La vacance de poste à la tête de la chefferie Batcham qui dure depuis huit ans, a été solutionnée. C’est, à un jeune enfant, que revient la lourde charge de remplacer feu sa majesté Sonkoué Tatang Francis Hervé, décédé le 17 décembre 2007. Le choix porté sur lui lors de la séance des consultations des notables, a été effectué lors de la clôture de la cérémonie des obsèques officielles du défunt chef. Djeutsa Sonkoué Adrien, tout juste âgé de 13 ans, a été arrêté le dimanche 17 janvier 2016. Né en 2003, celui qui est désormais le 14e monarque de la dynastie Batcham était élève en classe de troisième à Douala. Pour conduire les destinées de la chefferie de premier degré du groupement Batcham et de tout ce peuple, il doit concilier à l’avenir ses ambitions avec la gestion du groupement Batcham. D’après Jules Tatang, un prince de la cour,
le jeune chef a été juste imprégné de certains rites après son arrestation. «C’est quand il va avoir l’âge et pénétrer au la’akam qu’il va entrer pleinement en possession de tout son pouvoir».

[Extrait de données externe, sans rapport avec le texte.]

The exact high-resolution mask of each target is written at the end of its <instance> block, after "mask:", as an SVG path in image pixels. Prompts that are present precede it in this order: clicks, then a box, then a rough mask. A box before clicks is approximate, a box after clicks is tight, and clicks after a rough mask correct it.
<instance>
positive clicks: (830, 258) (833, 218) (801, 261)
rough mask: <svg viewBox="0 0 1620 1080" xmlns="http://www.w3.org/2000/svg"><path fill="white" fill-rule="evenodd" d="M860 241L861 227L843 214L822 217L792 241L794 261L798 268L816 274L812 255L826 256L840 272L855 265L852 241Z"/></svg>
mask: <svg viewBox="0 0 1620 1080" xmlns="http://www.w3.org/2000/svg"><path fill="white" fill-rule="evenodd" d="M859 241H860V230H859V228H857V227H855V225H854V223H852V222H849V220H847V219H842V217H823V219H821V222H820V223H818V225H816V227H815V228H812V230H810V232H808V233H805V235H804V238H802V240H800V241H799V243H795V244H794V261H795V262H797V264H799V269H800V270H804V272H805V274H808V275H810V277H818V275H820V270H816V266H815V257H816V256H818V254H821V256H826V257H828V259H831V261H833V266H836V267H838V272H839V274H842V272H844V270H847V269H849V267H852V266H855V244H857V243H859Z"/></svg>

Heureusement, le jeune monarque peut compter sur l’appui de son peuple. Pierre Vincent Ngambo, le secrétaire général du ministère de la Fonction publique et de la Réforme administrative, a rappelé au nom des élites de cette localité du département des Bamboutos que «le nouveau chef, ciment unificateur, va guider le peuple Batcham vers les cimes du développement et que tous les fils Batcham, sans aucune restriction, vont l’accompagner dans ces charges».  Pour présenter les missions qui incombent à ce jeune souverain, Jules Tatoula, l’un des sous chefs Batcham, convie le chef à s’inspirer des traces de son défunt père. Sa majesté Sonkoué Tatang Francis Hervé, durant son règne de six ans, «a œuvré pour la réduction du grand banditisme, a lutté contre la culture du cannabis qui devenait la règle à Batcham, et a réorganisé le comité de développement ainsi que les castes de notabilités, pour les fédérer vers le développement du groupement Batcham. Des chantiers que le nouveau monarque, malgré sa jeunesse, va accomplir en s’appuyant aussi sur les chefs traditionnels du département des Bamboutos, qui l’ont clamé par la voix de sa majesté Tchoupou Namekong Théodore, le chef Bamougong. Djeutsa Sonkoué Adrien, qui est né sous la peau de la panthère de l’épouse qui a séjourné au la’akam avec son père, doit aussi s’appuyer sur ses deux adjoints, arrêtés juste après lui. Il s’agit respectivement de Kenne Sonkoué, fils de la première femme, et de Sonkoué Piowo Samuel. Les obsèques officielles ont eu lieu alors que le flou qui persiste sur le décès du défunt chef. Des personnes ont été arrêtées pour assassinat, d’autres sont mortes, et quelques-unes libérées. Seule Aimée Sonkoué, l’épouse qui a vu le chef mourir dans son lit, continue de croupir en prison. Pour assister aux obsèques de son défunt époux, elle était gardée par une douzaine de gardiens de prison. Dans ces pleurs, elle sollicitait que s’ouvre enfin le jugement de son dossier, pour qu’elle cesse de croupir en prison sans aucune condamnation.